Я поразился его словам и подумал, что двери за ночь и вправду натерпелись. Есть ли у них души? Ветер так ломился в дом, что стены ходили ходуном, и все двери — те, что ведут в гостиную, и те, что в кладовку, дверь в сарай и дверь в коридор, и дверца в темную каморку, — словом, все двери, сколько ни есть их в доме, жалобно стонали всю эту зловещую ночь. Нет двух одинаковых дверей; присмотритесь внимательней — у каждой своя жизнь. У каждой свой голос, мягкий или зычный. Они злятся и тогда хлопают со всего размаху, они зябко постанывают и натужно, жалобно кряхтят долгими зимними вечерами в пустынных старых комнатах, а мы не понимаем их языка.
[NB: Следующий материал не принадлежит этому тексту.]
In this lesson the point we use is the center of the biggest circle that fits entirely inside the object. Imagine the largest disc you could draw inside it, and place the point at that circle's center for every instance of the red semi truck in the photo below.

Разве ничего не говорит вашему сердцу эта потайная дверца, ведущая из темной спальни в узкий беленый коридор? Или та узкая дверь в четыре филенки, что ведет в обветшалую каморку с махоньким оконцем, забранным решеткой, где тускло светится на стене расколотое зеркало, а в угол задвинут кувшин со скипидаром? Или эта источенная жучками, покосившаяся, да уже и подгнившая дверь, что ведет в заброшенный садик с виноградной беседкой, заросшей мощеной тропинкой и старым деревом, «по чьей груди замшелой дорогу вьет вьюнок», как в стихах Гарсиласо?
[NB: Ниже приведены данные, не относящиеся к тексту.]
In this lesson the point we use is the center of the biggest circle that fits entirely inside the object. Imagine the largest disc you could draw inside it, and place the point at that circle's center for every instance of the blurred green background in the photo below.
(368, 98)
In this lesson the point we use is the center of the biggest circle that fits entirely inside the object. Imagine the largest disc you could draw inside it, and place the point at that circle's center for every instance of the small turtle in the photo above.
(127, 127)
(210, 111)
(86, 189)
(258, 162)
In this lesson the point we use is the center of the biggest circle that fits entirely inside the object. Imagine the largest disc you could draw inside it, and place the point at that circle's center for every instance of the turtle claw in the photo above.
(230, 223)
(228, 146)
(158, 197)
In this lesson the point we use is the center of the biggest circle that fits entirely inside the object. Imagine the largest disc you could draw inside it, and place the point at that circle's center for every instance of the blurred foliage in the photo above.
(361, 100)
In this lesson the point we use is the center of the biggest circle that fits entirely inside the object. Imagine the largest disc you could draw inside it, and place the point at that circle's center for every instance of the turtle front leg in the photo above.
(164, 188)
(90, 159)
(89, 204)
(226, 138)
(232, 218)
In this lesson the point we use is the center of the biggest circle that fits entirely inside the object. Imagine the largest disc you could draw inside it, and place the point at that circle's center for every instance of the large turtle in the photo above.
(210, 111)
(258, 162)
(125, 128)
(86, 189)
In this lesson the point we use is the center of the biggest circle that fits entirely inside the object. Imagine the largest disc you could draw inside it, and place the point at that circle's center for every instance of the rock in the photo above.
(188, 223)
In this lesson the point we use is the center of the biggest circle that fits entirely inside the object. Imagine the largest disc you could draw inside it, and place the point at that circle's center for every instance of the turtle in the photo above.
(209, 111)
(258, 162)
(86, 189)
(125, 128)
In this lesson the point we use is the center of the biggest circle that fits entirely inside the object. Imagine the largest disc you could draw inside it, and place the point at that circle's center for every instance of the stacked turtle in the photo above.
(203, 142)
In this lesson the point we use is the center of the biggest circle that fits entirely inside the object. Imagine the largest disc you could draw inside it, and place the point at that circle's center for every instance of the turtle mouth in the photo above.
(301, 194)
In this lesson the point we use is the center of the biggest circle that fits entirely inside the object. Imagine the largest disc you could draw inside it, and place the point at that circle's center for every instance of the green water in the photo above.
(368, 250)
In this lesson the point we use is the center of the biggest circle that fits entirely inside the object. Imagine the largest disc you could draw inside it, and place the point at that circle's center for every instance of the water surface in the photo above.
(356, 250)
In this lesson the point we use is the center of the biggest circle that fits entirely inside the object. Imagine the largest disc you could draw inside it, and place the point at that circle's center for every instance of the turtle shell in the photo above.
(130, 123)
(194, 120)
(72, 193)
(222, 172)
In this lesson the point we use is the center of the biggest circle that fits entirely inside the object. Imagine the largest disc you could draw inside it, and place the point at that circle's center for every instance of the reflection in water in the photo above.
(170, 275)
Нет двух одинаковых дверей, и каждая достойна любви. Сам я благоговею перед ними — ведь рано или поздно, но в один высший неповторимый миг нашей жизни мы отворяем дверь себе на счастье, а может, и на горе.
МАРИЯ РОСАРИО
Тебе было тогда пятнадцать лет, Мария Росарио, ты ходила в черном платье с белым передником и в новых — таких маленьких! — башмачках. Помнишь, Мария Росарио, как ты шила под навесом, во дворике, где в больших деревянных кадках росли кусты бересклета, а дворик у вас был замощен красным кирпичом. Так вот, в этом дворике ты и сидела за машинкой, а рядом бледная тетка в черном и здесь же, в уголочке, Тересита. Около тебя целая куча белья и раскроенной материи; отыскав нужный кусок белого батиста, ты начинаешь шить. Твои маленькие ножки ловко управляются с железной педалью; легкий, мерный стук нарушает тишину нашего дворика — это строчит и строчит машинка.
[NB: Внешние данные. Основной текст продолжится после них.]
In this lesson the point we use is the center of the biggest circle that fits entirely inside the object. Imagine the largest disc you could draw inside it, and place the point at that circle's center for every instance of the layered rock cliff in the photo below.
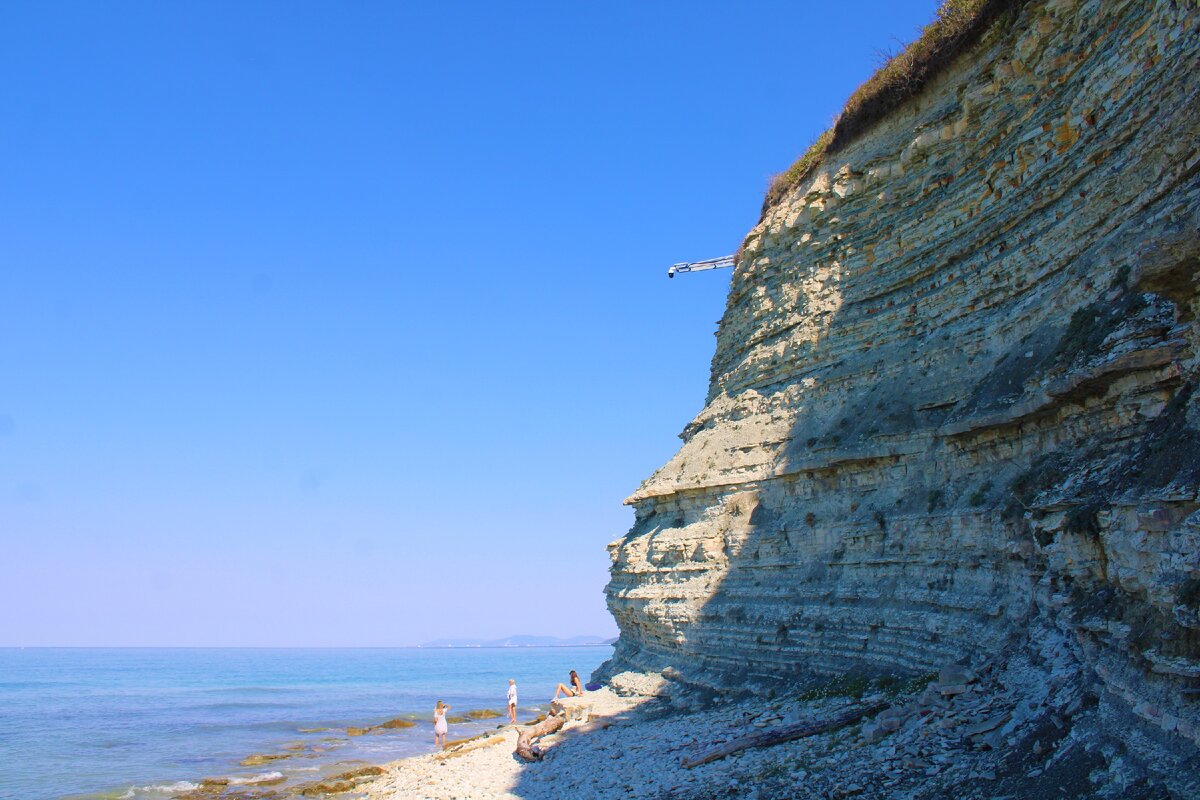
(953, 396)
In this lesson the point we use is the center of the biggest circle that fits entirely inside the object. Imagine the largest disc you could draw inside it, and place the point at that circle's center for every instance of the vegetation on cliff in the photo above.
(958, 26)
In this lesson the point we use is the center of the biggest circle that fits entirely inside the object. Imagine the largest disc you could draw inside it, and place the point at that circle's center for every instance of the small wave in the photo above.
(161, 788)
(256, 779)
Иногда — сколько же воды утекло с тех пор! — я вспоминаю тебя, Мария Росарио, твои нежные руки, маленькие ножки, чуть заметную грудь. И мне хочется тогда вернуть былое — вновь услышать перестук машинки за кадкой с бересклетом, увидеть твои ясные глаза и обеими руками бережно коснуться твоих длинных кос.
Но тому не бывать, Мария Росарио. Ты живешь теперь в другом, наверное, темном доме; ты замужем, а муж твой служит писцом в суде; может статься, ты растолстела, как нередко бывает с нашими девушками после замужества, и кто знает, может, на кухне у тебя сушатся пеленки… Как же грустно мне вспоминать, Мария Росарио, то единственное мгновение нашей жизни, прекрасное и невозвратимое, когда мы стояли лицом к лицу, глядели глаза в глаза и так ни слова и не сказали друг другу.
Я, ЗАХУДАЛЫЙ ФИЛОСОФ…
Никто меня от боли не избавит.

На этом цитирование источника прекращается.